5.1 Understanding the spatial variability of convective boundary layer depth around an isolated mountain with a factor separation approach

Tuesday, 19 August 2014: 8:00 AM
Kon Tiki Ballroom (Catamaran Resort Hotel)
Stephan F. J. De Wekker, Univ. of Virginia, Charlottesville, VA; and S. Serafin

Granite Peak, located in the Dugway Proving Ground in western Utah, is an isolated mountain rising ~800 m above the surrounding terrain. It has an approximately ellipsoidal shape, with main north-south and east-west axes ~10 and ~6-km long, respectively. Granite peak separates a flat dry lake (playa) to the west from arid shrubland to the east. The plain east of Granite peak slopes gently towards the northwest. These topography and land-use features favor the evolution of different terrain-induced flows in the area. In particular, upslope winds along the sidewalls of Granite Peak and lake breezes between the playa and the adjacent plain develop on fair weather days with strong solar forcing. The presence of these terrain-induced flows may have a non-negligible impact on the structure of the convective boundary layer (CBL).

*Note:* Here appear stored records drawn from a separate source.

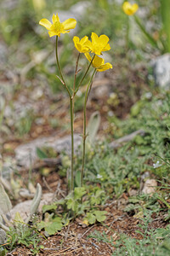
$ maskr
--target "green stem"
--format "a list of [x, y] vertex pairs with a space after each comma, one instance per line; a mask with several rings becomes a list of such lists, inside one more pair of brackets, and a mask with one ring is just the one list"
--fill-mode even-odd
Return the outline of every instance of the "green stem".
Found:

This study aims to understand how slope winds and lake breezes affect the atmospheric boundary layer around Granite Peak, with a particular focus on the CBL depth. It is known that upslope flows can cause a local reduction of CBL depth at the base of mountain slopes. However, the possibly nonlinear interaction between slope winds and the lake breeze system, and its impact on the CBL depth, is currently poorly understood.

A set of semi-idealized very-large eddy simulations is presented. A factor separation approach is employed to assess the pure contributions to the CBL depth of orographic effects and of the spatial heterogeneity of sensible heat fluxes. The interaction between these two factors is shown to locally reduce the CBL thickness compared to a case where neither is active. Different prototypical flows, with large-scale winds impinging on Granite Peak from southerly and northerly quadrants, are analyzed. Modeled scenarios are compared with estimates of the CBL depth obtained from airborne backscatter lidar scans, performed during a recent field campaign of the MATERHORN project.